Thursday, September 11, 2008

タンポポ

Tampopo! I watched this movie again tonight for the first time in many years, and it's still as brilliant of a movie as I had remembered.

This time I think that I was most impressed by the small subplot where the man comes rushing home to find his wife on her deathbed, and he commands her to arise and make dinner. She somehow stumbles to her feet, makes her way to the kitchen, and somehow makes dinner while looking like a bit of a zombie. The kids set the table, and the husband, the doctor, and the nurse all look on in amazement as she brings the food to the table. The family serves themselves and they begin to eat, and the mother collapses, the doctor proclaims her dead, and everyone starts crying. Then the dad insists that his children all keep eating, because this was their mother's last meal, and they had to eat it while it was still hot. The picture of people crying while trying to eat is really stunning. A powerful feeling is conveyed in this scene.

My old favorite part used to be this:
Tampopo
I mean, just look at how enormous that ice cream cone looks in his little hand!

When the man, after going to the dentist to get an abscess removed from his tooth, gets an ice cream at the park where he meets a very young boy wearing a sign around his neck that says "I am being raised on natural foods, please don't feed me anything sweet or any junk food."

The man hands the boy the ice cream cone, and the boy seems to hesitantly pump his hand with a confused sense of excitement. Finally, the little boy really digs in, smothering his face with ice cream, and the moment is the gastronomical equivalent of Adam and Eve eating the forbidden fruit. This boy has left bliss, and now knows the difference between good and evil foods. It is truly a wonderful moment in food cinema.

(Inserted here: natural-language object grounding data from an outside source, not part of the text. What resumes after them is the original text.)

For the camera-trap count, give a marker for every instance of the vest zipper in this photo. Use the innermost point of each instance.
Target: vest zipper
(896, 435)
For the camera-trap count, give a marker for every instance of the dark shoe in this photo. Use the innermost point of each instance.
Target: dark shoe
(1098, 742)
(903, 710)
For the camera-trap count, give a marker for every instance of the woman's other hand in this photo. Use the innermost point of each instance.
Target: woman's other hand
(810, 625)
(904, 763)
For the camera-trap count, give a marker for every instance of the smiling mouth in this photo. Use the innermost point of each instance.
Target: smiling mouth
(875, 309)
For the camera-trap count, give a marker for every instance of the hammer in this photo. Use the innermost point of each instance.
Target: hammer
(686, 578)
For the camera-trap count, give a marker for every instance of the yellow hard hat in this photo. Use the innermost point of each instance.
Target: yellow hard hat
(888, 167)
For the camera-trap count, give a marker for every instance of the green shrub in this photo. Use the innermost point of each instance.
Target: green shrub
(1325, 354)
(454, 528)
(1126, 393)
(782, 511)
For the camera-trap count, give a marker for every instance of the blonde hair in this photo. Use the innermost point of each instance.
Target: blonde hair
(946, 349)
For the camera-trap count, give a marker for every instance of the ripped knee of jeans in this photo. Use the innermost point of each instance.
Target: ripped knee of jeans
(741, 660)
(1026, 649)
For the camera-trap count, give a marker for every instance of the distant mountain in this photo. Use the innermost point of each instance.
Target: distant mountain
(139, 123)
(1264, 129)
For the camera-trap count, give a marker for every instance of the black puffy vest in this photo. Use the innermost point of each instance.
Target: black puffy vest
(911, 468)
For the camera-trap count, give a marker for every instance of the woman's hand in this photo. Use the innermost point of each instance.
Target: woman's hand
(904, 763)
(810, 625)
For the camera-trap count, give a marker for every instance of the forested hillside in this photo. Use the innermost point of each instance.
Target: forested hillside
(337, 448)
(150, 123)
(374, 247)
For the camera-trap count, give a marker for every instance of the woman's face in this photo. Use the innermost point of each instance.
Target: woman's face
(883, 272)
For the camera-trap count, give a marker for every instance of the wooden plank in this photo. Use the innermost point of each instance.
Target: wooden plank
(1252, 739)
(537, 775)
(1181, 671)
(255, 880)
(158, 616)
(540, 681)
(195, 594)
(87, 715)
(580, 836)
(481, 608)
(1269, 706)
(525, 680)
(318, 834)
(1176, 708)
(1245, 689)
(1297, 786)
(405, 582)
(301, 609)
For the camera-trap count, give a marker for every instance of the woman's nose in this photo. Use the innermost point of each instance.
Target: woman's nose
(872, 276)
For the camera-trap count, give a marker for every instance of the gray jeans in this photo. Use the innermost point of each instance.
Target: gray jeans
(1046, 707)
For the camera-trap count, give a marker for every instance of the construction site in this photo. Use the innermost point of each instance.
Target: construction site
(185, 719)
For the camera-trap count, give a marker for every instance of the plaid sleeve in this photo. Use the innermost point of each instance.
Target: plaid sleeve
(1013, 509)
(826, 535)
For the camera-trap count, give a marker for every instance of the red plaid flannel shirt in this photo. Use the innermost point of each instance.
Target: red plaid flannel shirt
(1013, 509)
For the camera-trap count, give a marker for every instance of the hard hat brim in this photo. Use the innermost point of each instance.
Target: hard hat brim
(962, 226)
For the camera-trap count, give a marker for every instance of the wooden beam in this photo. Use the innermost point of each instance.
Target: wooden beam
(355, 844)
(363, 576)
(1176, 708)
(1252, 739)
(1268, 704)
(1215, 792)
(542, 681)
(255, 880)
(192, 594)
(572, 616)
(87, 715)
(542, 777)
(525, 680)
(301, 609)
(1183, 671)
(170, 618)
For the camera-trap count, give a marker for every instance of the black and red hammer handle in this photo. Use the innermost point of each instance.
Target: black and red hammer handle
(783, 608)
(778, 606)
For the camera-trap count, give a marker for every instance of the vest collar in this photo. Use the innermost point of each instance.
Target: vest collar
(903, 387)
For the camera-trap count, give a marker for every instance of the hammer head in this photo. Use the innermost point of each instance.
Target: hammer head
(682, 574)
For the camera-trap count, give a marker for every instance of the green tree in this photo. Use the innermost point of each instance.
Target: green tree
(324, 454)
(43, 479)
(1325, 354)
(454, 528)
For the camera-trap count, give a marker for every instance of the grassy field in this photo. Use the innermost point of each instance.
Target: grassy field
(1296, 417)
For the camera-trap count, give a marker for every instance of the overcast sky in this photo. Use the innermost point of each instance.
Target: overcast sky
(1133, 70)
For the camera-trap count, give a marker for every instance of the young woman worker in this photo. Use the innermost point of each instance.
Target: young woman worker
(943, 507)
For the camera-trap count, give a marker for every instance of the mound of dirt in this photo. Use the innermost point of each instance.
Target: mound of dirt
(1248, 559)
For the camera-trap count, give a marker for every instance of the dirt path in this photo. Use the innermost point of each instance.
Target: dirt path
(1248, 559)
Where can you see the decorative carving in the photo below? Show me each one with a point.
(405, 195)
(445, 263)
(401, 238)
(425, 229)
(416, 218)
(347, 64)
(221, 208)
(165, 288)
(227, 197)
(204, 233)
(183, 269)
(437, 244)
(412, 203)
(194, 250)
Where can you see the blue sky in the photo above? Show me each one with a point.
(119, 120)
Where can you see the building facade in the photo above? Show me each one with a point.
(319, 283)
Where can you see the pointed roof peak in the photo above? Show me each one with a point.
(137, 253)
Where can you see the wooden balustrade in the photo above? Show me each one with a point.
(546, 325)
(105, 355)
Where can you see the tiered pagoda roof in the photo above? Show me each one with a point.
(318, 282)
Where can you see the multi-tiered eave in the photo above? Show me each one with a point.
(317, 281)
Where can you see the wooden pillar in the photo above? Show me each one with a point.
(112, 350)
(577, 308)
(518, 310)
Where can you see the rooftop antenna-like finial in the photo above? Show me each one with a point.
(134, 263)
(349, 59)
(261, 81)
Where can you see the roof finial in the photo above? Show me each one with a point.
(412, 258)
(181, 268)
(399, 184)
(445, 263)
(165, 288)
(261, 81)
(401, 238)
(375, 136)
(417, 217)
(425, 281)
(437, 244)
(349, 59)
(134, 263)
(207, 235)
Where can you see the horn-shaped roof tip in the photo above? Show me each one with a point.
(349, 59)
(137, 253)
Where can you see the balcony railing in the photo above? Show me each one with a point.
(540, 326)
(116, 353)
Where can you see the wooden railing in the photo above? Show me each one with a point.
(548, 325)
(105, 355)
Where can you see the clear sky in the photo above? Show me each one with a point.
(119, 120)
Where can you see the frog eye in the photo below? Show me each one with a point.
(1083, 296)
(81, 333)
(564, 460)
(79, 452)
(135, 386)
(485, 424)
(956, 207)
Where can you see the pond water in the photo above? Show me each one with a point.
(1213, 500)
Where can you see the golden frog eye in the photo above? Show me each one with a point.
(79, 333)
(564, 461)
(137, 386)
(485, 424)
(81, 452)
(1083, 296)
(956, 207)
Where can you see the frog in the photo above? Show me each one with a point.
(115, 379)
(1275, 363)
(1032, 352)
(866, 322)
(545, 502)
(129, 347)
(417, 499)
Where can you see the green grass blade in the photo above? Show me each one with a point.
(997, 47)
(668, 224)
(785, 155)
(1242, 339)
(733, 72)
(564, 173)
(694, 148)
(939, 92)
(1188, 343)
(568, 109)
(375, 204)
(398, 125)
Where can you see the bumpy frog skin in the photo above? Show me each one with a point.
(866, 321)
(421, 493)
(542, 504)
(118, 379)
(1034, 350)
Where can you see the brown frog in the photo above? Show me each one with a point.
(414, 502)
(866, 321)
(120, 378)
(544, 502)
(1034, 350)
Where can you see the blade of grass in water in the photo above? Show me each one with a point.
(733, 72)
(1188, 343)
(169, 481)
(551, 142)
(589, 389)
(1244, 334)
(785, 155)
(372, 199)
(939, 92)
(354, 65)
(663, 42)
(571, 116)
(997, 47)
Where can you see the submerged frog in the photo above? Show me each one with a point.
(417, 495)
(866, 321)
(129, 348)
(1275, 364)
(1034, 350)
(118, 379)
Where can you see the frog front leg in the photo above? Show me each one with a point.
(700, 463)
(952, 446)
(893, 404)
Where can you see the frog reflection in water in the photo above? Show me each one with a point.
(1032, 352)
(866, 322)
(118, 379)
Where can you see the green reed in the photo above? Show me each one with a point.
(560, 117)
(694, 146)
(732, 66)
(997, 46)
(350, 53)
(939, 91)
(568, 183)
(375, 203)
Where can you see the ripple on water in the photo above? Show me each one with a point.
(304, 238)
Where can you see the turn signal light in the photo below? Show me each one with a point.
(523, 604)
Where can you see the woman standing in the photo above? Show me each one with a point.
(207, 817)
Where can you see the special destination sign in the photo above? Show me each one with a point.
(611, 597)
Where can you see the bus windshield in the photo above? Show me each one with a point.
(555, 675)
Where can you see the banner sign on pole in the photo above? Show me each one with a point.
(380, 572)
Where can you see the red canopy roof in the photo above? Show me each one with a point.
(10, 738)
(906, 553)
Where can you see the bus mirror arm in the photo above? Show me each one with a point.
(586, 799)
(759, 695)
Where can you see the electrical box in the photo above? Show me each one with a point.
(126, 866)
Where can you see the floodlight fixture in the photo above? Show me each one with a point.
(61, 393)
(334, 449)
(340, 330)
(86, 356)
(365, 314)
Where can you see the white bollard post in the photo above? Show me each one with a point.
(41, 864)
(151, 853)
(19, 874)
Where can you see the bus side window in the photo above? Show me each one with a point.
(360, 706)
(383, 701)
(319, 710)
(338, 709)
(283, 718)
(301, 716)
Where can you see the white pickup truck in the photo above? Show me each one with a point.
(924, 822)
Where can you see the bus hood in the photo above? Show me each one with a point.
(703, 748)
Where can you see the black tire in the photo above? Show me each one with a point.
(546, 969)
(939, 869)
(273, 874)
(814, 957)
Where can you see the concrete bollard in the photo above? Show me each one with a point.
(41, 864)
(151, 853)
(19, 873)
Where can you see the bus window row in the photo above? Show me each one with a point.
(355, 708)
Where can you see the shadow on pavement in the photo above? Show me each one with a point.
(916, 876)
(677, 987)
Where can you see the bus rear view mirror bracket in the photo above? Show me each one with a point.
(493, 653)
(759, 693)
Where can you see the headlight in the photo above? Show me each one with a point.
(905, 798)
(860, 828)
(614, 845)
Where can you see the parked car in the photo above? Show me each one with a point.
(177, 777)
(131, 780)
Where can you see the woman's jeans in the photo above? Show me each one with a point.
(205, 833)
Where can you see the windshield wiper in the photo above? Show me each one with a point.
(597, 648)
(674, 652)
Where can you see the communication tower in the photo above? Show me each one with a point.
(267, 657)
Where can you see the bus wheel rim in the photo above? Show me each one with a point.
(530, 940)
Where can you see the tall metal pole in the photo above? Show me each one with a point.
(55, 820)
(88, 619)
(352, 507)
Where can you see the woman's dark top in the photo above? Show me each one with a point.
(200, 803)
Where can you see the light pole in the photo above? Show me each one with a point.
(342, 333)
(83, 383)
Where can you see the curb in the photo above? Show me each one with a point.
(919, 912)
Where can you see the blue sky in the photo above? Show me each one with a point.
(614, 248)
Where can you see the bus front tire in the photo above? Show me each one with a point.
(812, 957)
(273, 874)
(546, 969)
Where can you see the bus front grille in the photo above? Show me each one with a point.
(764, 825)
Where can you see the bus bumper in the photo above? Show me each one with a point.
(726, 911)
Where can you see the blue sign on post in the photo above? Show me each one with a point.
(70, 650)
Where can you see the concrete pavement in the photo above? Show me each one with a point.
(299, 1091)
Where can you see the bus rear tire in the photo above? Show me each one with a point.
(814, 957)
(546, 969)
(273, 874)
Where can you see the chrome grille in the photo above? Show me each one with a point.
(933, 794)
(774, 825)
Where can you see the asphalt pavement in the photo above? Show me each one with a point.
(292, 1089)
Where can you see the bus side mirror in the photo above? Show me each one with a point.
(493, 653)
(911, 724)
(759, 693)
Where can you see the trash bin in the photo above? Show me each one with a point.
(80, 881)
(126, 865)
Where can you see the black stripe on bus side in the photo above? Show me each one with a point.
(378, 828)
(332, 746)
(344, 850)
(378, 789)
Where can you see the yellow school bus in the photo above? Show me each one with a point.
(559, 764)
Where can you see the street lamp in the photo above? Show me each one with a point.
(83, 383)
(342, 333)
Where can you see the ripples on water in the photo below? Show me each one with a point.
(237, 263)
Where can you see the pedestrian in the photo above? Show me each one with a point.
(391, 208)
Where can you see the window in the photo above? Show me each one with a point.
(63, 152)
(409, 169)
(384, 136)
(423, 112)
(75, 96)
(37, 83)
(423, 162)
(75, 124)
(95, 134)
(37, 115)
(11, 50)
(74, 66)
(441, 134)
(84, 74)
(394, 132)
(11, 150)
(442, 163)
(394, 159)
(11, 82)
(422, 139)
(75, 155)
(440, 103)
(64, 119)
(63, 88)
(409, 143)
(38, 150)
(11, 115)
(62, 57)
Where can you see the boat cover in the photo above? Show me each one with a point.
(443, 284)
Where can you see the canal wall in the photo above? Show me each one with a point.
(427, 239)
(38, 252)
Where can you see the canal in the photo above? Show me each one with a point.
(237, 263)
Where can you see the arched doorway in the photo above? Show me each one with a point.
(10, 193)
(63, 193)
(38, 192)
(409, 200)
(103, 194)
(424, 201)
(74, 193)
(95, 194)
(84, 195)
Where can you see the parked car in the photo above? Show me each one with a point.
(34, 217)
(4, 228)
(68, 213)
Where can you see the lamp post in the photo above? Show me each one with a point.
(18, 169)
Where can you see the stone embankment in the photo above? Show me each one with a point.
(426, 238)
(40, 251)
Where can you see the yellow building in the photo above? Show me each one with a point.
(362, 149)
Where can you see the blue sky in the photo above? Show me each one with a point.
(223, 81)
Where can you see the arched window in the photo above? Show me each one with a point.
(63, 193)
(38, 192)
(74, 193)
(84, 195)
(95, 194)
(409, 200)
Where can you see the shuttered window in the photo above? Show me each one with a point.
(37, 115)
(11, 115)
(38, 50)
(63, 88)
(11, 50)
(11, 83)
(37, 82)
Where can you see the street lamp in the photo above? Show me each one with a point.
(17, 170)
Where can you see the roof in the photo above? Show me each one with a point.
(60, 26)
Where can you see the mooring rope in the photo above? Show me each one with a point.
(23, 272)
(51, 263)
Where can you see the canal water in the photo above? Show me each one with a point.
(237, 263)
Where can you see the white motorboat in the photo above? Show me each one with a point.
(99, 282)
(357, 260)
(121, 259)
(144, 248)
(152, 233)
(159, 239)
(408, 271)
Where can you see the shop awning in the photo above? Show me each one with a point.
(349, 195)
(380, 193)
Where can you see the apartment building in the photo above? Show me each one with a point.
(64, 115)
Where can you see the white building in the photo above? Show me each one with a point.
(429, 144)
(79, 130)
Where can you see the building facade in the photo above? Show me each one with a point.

For some reason I seemed to remember the movie ending with the yakuza guy telling his girl about the legendary yam-filled boar intestines, but I was surprised to see that the movie actually ends with a very long shot of a baby breast feeding in the sunlight. Man's obsession with food comes full circle. I truly like that.

2 comments:

Anonymous said...

I recall there is a part with an endodontist. I had to go to see an endodontist, and excitedly told him about the movie, and he obviously thought I was a nut case. The other part I really liked is when the women are trying to eat spaghetti like westerners, but they just can't do it--what a wonderful scene (unless I'm confusing it with another movie!)

TORLANDO said...

a somewhat impressive yet disgusting scene is the egg snowball. gross, like, how could the actors even do that scene without yacking, yet cool because the image of the egg traveling back and forth gave the japanese obsession with food a much more "intimate" representation, which while totally raunchy and inappropriate, was funny, gross and clever with symbols within symbols.